Contrastiva e Pragmática Transcultural.

Tal como afirma Karin Aijmer (2011: 1), a pragmática contrastiva “is concerned

with pragmatics or language use in different languages”. Contudo, esta análise

contrastiva assenta no pressuposto de que a acção linguística é universal e que os actos

de fala operam segundo princípios universais. Desta forma, as estratégias empregues na

realização de um acto de fala seriam um elemento comum a todas as línguas e a todas as

culturas, num processo conhecido como misguided universalism (Wierzbicka, 1991:

69).

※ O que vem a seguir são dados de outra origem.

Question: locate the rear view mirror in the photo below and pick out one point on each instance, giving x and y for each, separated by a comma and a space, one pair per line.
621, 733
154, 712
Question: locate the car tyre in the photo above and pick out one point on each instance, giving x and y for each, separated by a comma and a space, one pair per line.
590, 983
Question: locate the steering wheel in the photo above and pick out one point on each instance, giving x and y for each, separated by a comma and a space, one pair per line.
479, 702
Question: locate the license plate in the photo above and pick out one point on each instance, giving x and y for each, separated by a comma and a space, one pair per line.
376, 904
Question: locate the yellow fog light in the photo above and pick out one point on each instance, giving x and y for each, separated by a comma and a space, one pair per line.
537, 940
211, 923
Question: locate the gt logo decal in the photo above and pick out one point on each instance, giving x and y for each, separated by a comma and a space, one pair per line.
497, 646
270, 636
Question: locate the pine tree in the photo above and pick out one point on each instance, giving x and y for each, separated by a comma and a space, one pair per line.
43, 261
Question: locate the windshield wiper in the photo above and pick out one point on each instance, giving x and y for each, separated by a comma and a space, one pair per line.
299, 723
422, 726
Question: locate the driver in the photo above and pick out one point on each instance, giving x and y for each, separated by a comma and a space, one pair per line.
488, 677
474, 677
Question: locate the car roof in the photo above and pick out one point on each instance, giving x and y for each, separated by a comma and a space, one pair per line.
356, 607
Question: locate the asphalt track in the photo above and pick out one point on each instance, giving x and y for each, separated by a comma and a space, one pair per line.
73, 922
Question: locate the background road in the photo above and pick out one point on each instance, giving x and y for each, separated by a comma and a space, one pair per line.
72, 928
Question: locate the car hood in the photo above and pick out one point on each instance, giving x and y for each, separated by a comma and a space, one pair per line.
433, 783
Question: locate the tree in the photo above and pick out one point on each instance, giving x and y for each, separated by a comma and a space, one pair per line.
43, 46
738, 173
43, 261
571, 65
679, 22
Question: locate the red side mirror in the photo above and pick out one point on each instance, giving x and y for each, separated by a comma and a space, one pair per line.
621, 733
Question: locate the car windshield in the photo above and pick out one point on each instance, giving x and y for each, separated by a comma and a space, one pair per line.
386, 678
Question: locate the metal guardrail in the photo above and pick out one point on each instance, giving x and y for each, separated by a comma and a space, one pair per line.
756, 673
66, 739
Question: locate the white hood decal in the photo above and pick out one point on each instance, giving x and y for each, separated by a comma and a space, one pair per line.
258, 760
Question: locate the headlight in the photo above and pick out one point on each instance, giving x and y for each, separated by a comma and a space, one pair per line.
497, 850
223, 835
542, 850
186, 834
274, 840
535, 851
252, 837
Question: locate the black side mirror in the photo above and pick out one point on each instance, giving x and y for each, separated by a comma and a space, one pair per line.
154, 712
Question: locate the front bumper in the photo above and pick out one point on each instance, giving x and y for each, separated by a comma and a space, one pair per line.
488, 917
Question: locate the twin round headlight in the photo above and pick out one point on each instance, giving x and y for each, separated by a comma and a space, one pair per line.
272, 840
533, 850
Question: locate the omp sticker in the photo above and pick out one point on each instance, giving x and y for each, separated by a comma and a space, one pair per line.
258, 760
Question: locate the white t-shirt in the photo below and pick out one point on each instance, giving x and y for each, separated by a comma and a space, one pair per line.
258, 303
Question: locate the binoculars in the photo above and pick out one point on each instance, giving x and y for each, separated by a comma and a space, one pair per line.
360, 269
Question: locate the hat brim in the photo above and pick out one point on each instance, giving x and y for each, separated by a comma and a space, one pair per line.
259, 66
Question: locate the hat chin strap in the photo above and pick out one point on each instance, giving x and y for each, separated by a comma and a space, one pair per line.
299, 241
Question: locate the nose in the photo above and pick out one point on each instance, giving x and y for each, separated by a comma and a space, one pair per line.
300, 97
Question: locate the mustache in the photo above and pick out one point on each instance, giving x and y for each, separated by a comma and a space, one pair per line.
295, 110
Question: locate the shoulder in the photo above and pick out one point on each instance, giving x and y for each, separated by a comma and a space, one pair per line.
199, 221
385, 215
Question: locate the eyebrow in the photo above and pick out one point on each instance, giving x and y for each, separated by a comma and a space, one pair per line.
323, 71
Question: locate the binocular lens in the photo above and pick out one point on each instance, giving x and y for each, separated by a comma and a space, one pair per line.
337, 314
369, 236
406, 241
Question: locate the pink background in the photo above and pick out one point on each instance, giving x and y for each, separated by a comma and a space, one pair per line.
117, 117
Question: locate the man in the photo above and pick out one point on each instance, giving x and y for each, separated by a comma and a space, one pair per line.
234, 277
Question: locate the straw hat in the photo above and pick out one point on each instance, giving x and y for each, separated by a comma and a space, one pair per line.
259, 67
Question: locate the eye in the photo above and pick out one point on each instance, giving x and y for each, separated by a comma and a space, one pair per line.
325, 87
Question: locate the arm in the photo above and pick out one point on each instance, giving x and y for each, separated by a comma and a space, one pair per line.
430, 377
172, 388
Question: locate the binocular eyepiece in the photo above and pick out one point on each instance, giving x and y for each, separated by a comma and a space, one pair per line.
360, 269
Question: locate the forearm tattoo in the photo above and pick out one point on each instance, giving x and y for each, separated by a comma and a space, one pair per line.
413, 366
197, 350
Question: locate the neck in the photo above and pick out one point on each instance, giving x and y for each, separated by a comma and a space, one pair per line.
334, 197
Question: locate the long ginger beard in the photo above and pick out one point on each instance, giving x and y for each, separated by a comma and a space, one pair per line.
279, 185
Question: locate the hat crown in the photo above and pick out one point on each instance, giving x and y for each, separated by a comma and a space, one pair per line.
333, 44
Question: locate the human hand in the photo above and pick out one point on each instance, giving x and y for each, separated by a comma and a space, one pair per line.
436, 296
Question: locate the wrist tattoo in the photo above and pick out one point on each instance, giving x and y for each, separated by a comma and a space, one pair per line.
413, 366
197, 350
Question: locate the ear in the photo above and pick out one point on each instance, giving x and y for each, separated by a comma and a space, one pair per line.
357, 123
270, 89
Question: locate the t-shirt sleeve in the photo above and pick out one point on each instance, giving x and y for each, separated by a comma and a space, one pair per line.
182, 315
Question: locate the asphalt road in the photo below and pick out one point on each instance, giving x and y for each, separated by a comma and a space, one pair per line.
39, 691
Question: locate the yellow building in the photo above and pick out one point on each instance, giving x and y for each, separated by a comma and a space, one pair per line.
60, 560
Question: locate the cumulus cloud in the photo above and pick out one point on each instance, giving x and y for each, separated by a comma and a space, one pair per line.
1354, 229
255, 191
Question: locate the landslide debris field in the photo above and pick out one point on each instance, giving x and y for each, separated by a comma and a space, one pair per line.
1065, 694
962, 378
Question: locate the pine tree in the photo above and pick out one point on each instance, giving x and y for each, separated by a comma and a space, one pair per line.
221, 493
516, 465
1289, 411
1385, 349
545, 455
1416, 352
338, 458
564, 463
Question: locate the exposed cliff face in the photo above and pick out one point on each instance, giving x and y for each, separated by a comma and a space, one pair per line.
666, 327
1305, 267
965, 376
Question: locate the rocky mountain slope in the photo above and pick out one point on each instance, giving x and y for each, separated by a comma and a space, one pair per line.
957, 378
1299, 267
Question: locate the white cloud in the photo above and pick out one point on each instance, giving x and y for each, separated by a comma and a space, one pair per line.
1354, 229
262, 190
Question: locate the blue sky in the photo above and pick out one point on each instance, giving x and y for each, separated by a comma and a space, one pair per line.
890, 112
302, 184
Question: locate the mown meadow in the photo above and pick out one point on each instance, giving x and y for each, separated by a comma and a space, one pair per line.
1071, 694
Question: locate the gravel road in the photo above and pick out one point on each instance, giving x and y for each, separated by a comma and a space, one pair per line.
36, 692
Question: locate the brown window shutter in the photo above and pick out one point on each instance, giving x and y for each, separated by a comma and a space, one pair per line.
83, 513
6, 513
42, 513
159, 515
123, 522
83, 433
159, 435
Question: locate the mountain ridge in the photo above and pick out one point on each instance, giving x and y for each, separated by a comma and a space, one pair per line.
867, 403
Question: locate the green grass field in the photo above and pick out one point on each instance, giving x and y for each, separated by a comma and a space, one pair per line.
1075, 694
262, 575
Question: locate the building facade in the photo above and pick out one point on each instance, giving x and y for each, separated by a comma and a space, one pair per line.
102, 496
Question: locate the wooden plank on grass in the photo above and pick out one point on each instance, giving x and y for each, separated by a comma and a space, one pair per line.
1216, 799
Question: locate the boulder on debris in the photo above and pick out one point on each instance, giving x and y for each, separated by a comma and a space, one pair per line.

No entanto, conforme a investigação nesta área ia apresentando um maior

desenvolvimento, a noção de que a linguagem é condicionada pelas características de

cada cultura começou a ganhar força e a abordagem contrastiva foi, de certa forma,

substituída pela abordagem transcultural (Barron, 2001: 23).

De acordo com James Simpson, a pragmática transcultural ocupa-se do estudo

da realização de “speech acts like requests and apologies in different cultural contexts”

(2011: 307). Esta nova linha de investigação partia do princípio de que em diferentes

culturas e sociedades, é possível encontrar diferenças na forma como as pessoas se

expressam. Estas diferenças são profundas e sistemáticas e reflectem a existência de

uma hierarquia de valores culturais (Wierzbicka, 1991: 69).

Como afirma Yan Huang, grande parte dos actos de fala são culturalmente

específicos, principalmente quando se fala de “institutionalized speech acts, which

typically use standardized and stereotyped formulae and are performed in public

ceremonies” (2007: 119). Devido a esta mesma especificidade, certos actos de fala só

existem, e fazem sentido, no seio de uma determinada cultura pelo que se torna

impossível encontrar um acto de fala equivalente num outro contexto sociocultural.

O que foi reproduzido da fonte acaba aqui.